Mansfield Report: May 2012

Capt. Tricia
Mansfield Report: May 2012
Wading wet and enjoying warm sunshine only a few days after a wicked late-season norther.

Wow, how fast does our fishing life fly? I just realized the tenth anniversary of my guiding career is only a few months away. Maybe it's just me but it seems that the seasons are running together too. One day we are decked out in waders and jackets working over big trout and the next trip we are shedding to the legal minimum while sight-casting reds under a cruel sun.

A quick look at fishing results of the past several weeks reminds us that is has been either very good or very bad. Despite how many fish may reside in our zip code, there are factors we just don't understand that ultimately dictate bragging rights. One day is near epic and the next is a water haul with the exact same conditions. Mother Nature, fickle gal that she is, proves herself a worthy opponent, so I guess that's why we keep going back.

An example of what we'll probably never understand occurred last week when my party and Mike's were wading side-by-side and five friends joined on the far end, fourteen in all. Everybody enjoyed steady, knee-deep topwater action from aggressive reds and occasional fat, explosive trout from three to six pounds. Every time I looked down the line I saw at least one bent rod, quite often two or three. However, the next few outings were a far cry, literally, as we struggled through a lean bite. Then, as if somebody threw a light switch, we had another awesome day right out of nowhere. All I can tell you is we just have to be there, be ready, and appreciate those precious chances we are given.

Down here in the Lower Laguna we do not "spot fish" per se, as we have very little defined structure compared with the bays on the middle and upper coast. A great but challenging aspect of this region is that fish often move daily, so the hunt turns out to be a bigger game than the actual catching. If we learn to pattern fish here we can probably find gamefish anywhere on the planet.

What we will normally do is pick a "quadrant" based on wind, i.e., north-south-east or west depending on direction and velocity. After that, we will usually try to start eliminating water from shallow to deep, running until we hopefully see some solid signs of life. A lot of visuals can qualify, from the occasional flipping of bait to full on pelican crashes, rip lines and abrupt color deviations. Each day is different! Once we find promising water, we, like everyone else, just have to be confident that fish are there and that we can figure out how to catch them.

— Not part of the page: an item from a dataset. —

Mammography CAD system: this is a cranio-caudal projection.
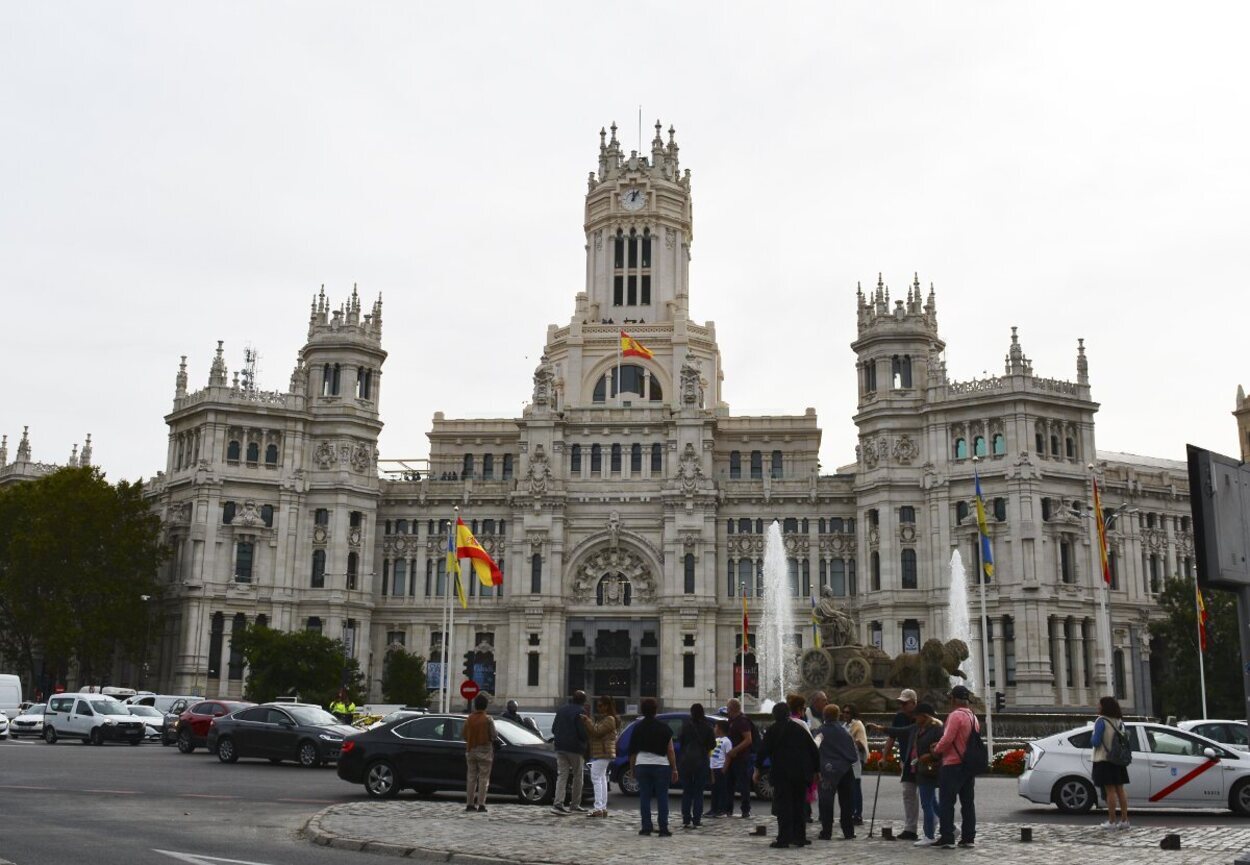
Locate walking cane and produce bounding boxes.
[868,760,885,838]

Probing the entire water column is a good approach, perhaps starting with a topwater, then dropping down in small increments with plastics or slow sinkers until it happens. When it happens, stay with the pattern until things change.

A successful box can be packed with many different lures, but for me a few proven standards are all I need or want. Lately for surface work it's been a Skitter Walk, or perhaps a She Dog if the wind has the surface chopped up. I don't know if it's me or the lure, but that woodpecker Skitter Walk has also been a producer. When it's time to go subsurface, a Kelly Wiggler paddle tail in either pumpkinseed/chartreuse, or plum/chartreuse (when the water is dirtier), works just fine. Bass Assassin's Die Dapper is another good one. Usually an 1/8 ounce jig covers most situations, but there are times when the fish seem to want more hang time and that's when we switch to the 1/16 size.

May will probably be windy, crowds will be increasing, and there will be lots of tournaments. There will also be a bunch of mean fish to be caught, so we'll just have to wiggle our way through the growing crowds and do our best to stay out of each other's way. I'm curious over the number of new folks coming down these days, so I make a point to speak with as many as I can. Overwhelming response points to the quality of fishing we have in the Lower Laguna since the five trout limit took effect back in 2007. Not only is the catching easier, it is the quality they are coming for. With all the publicity this fishery is receiving it baffles me that fishermen of the middle and upper coast are not hounding TPWD to enact similar regulations in those bays.